Bera’ r.a şöyle dedi: Nebi Sallallahu Aleyhi Vesellem Medine'ye ilk geldiğinde Ensar'dan ecdadının (yahut dayılarının) yanında misafir olarak kaldı. On altı (yahut on yedi) ay boyunca Beytü'l-Makdis'e yönelerek namaz kıldı. Ancak kıblenin Kâbe olmasını arzuluyordu. Medine'de Kâbe’ye yönelerek kıldığı ilk namaz ikindi namazı idi. Bir grup sahabe de onunla birlikte kıldı. Nebi s.a.v. ile birlikte namaz kılanlardan bir sahabe namazdan çıkınca bir başka mescitte namaz kılan, namaz içinde rükû eden bir topluluğun yanına uğradı. Onlara:

Allah için şahitlik ederim ki Allah Resulü ile Kâbe’ye dönerek namaz kıldım, dedi. Bunun üzerine o topluluk bulundukları yerde Kâbe’ye doğru yöneldiler. Nebi s.a.v’in, Beytü'l-Makdis'e dönerek namaz kılması Yahudilerin yani Ehli Kitabın hoşuna gidiyordu. Ancak Nebi s.a.v namazda yüzünü Kâbe’ye çevirince ehli kitap onun bu yaptığını yadırgadı.

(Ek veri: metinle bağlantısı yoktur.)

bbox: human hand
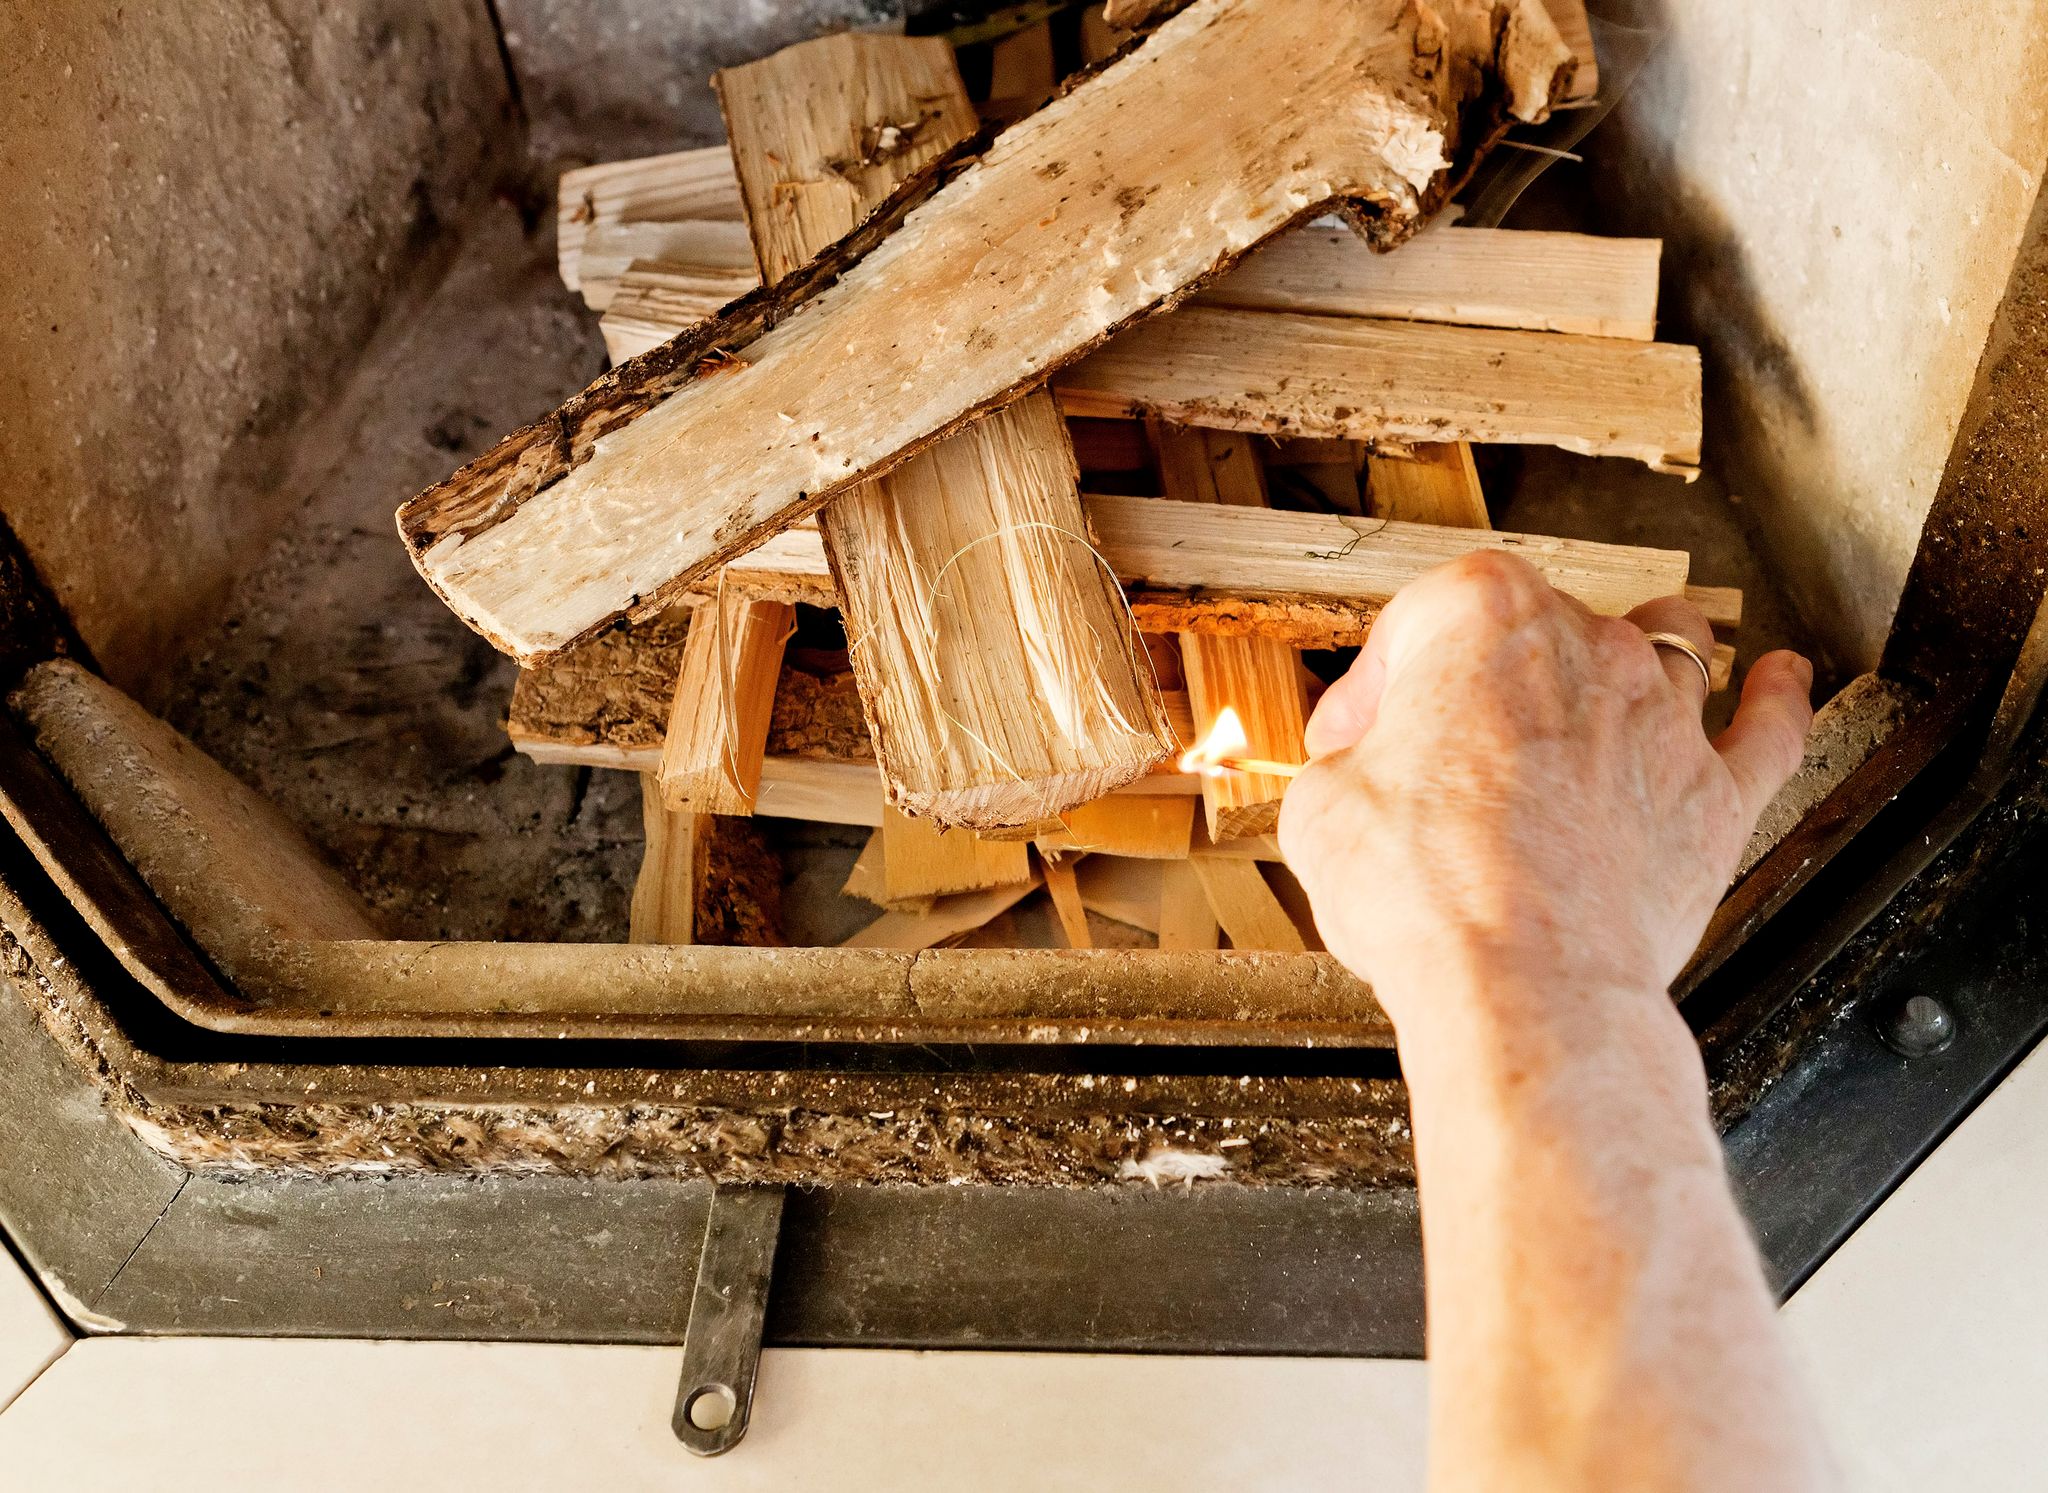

Züheyr şöyle demiştir: Ebû İshak, Bera'dan şunu rivayet etmiştir: "Kıblenin değiştirilmesinden önce bazı kimseler vefat etmişler ve şehit olmuşlardı. Biz onlar hakkında ne diyeceğimizi bilemedik. Bunun üzerine Yüce Allah şu ayeti indirdi: "Allah sizin imanınızı zayi edecek değildir.[Bakara 143]- (Buhari 40)

İbni Receb r.h, şöyle dedi:

Ubeydullah bin Musa şöyle dedi: Bu hadis size namazın imanın bir parçası olduğunu bildiriyor. Buhari bu hadise bu şekilde başlık atmış ve bu nedenle burada El-Berâa hadisini zikretmiştir.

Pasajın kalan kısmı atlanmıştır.